The situation is as follows:
A sample of 19.40 g of a compound of K, Cr and O receives a treatment and this results into 7.6 g. of Cr_2O_3 and 9.70 g. of the compound is transformed into 13.85 g of KClO_4.
Given this situation, what would be the most adequate way to to find the empirical formula of such compound?.
I've attempted to solve this riddle using the usual procedure for a combustion analysis but this doesn't seem to be the case, as no information was given to assume such situation.
First I did found the grams of Chromium in the given 7.6 g.

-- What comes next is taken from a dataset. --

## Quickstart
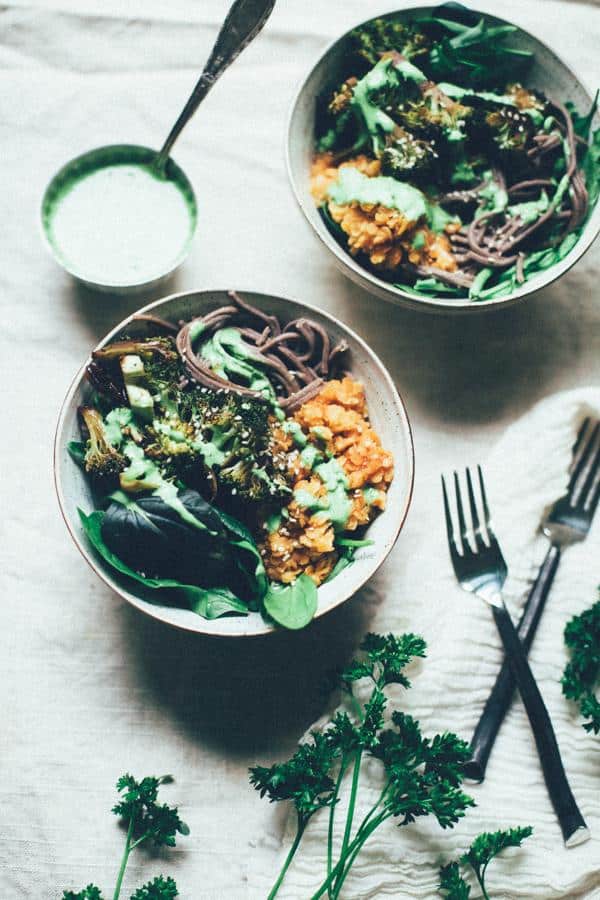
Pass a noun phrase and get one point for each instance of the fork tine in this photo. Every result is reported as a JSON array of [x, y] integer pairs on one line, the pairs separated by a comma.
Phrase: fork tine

Assuming FW for Cr_2O_3 = 2(52)+3(16)=152 g/mol
$7.6 g Cr_2O_3 x 2x 52 g Cr / 152 g Cr_2O_3=5.2 g Cr
FW for KClO_4 = 39+35.5+4(16)= 138.5 g/mol
Then:
13.85 g KClO_4 x 39 g K / 138.5 g KClO_4=3.9 g K
Then the rest of the mass should be the oxygen, subtracted from the sample:
$19.40-(3.9+5.2)=10.3$
Therefor the moles for each would be as follows:
5.2 g Cr x 1 mol Cr / 52 g Cr =0.1 mol Cr
3.9 g K x 1 mol K/ 39 g K=0.1 mol K
10.3 g O x 1 mol O/ 16 g O=0.64375 mol O
Dividing between the smallest yields:
0.1 mol Cr / 0.1 =1
0.1 mol K / 0.1 =1
0.64375 mol K / 0.1 =6.4375
Which would give:
K_1Cr_1O_6.4375
However this isn't very convincing to me. However since the chromium and potassium are in the same proportion it looks very suspiciously to be potassium dichromate. But does it exist a justification for this. Can somebody help me to clear out the basis for the right calculation?.
Btw this forum doesnt support latex so I had to resort to the limitations of html.
Your calculations are right and moles of K ,Cr and O calculated are correct.May be there some error in information provided in the question.
No it was two experiments. 19.4 g result to 5,2 g Cr and 9,7 g result to 3,9 g mol K
19,4 g - 5,2 g = 14,2 g KxOy
9,7 g -3,9 g = 5,8 g CrzOy |* 2
19,4 g -7,8 g = 11,6 g CrzOy
It means the compound should have 2 K and Cr
The Differenz of 14,2 g - 7,8 g = 6,4 g for Oy
And 11,6 g- 5,2 g = 6,4 g Oy
What means it 4 x for oxygen = 0,4 mol * 16 g/mol
The compound is K2CrO4 potassium chromate.